What you need to know:
- Several Ugandans said they could only access some social media platforms through a VPN.
Uganda has ordered internet service providers to block all social media platforms and messaging apps until further notice.
This is according to media reports, which cited a letter from Uganda's communications regulator. The Uganda Communications Commission (UCC) reportedly asked all major telecom companies to block access to the iOS AppStore, Google PlayStore and YouTube.
Additionally, several social media users in the country say they are unable to access Facebook as the country braces for a tense election on Thursday that has been marred by violence.
By Tuesday morning, several Ugandans said they could only access the social media platforms through a virtual private network (VPN).

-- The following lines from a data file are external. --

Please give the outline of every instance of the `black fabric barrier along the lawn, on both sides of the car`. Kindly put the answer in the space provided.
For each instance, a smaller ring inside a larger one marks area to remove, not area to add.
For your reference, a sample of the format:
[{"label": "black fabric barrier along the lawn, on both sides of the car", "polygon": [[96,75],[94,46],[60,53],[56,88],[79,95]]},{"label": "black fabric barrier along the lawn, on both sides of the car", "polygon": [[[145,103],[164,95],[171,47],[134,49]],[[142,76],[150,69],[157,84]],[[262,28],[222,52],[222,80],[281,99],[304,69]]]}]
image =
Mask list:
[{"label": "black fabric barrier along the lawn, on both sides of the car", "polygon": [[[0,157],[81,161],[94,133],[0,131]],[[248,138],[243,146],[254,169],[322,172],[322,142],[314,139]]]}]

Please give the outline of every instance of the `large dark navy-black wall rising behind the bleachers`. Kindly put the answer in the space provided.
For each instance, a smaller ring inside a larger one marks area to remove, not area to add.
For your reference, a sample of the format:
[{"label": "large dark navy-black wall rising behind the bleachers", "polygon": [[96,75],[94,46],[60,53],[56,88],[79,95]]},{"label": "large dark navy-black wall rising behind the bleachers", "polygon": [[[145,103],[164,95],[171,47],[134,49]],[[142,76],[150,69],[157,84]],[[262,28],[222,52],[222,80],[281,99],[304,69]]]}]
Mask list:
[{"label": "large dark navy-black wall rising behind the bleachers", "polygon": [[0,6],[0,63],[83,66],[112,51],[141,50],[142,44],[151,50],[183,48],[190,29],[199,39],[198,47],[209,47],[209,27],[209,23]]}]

However, UCC spokesperson, Mr Ibrahim Bbosa, said the slow internet could be a result of too much traffic online because many people around the world are interested in the elections.

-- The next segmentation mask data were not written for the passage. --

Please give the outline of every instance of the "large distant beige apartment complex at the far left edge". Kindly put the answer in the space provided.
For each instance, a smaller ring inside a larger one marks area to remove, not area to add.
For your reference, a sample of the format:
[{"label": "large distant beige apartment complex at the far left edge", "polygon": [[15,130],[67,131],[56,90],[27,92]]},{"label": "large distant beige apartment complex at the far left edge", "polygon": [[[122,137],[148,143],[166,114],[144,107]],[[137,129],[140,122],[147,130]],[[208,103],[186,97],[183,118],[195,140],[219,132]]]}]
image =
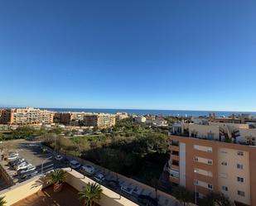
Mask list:
[{"label": "large distant beige apartment complex at the far left edge", "polygon": [[53,122],[53,113],[39,108],[4,109],[1,123],[13,125],[49,124]]}]

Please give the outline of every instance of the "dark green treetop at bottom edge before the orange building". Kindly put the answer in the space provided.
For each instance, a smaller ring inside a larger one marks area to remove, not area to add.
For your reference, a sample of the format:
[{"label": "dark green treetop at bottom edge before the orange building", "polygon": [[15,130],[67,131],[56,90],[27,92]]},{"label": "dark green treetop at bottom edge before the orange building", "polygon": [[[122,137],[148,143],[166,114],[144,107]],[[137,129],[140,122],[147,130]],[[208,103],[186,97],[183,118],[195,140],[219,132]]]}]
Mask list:
[{"label": "dark green treetop at bottom edge before the orange building", "polygon": [[202,205],[207,206],[232,206],[232,202],[225,194],[222,193],[210,193],[202,199]]}]

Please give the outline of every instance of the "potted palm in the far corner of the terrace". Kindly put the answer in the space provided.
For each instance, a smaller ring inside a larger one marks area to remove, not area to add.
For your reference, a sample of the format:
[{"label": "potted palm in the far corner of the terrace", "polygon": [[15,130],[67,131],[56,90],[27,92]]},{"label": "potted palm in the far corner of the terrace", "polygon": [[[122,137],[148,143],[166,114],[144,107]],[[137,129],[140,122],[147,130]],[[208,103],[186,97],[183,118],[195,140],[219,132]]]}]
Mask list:
[{"label": "potted palm in the far corner of the terrace", "polygon": [[66,171],[65,170],[53,170],[49,175],[46,175],[46,183],[53,184],[53,191],[60,192],[65,181]]}]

"So far, there is no directive to switch off the internet," he said.
"If there are instances of misuse, the means of communication may be restricted. The slow internet could be a result of too much traffic online because many people around the world are interested in the elections," Mr Bbosa added.
The Minister of Defense and Veteran affairs Adolf Mwesigye and his Internal Affairs Counterpart Gen Jeje Odongo last week told journalists in Kampala that the government was working on how to best manage social media, which they claimed has been misused in this election.
“We are now having a challenge of citizen journalism. Social media propaganda is certainly not in the best interest of this country’s security. We are looking for a way of dealing with it,” Mr Mwesigye said on January 8.
Restriction to Facebook access comes a day after the internet giant on Monday confirmed that it had shut a slew of accounts belonging to Ugandan government officials accused of seeking to manipulate public debate ahead of elections Thursday.
Uganda is holding presidential and parliamentary elections after a tense and bloody campaign, with President Museveni, 76, facing a stiff challenge from popstar-turned-politician Bobi Wine, 38.
"This month, we removed a network of accounts and pages in Uganda that engaged in CIB (Coordinated Inauthentic Behaviour) to target public debate ahead of the election," Facebook's head of communication for sub-Saharan Africa, Kezia Anim-Addo, said.
"They used fake and duplicate accounts to manage pages, comment on other people's content, impersonate users, re-share posts in groups to make them appear more popular that they were."
Anim-Addo said the network was linked to the ministry of information and communications technology.
"Given the impending election in Uganda, we moved quickly to investigate and take down this network."
Social media giants have come under increasing scrutiny over the content they allow to spread on their networks.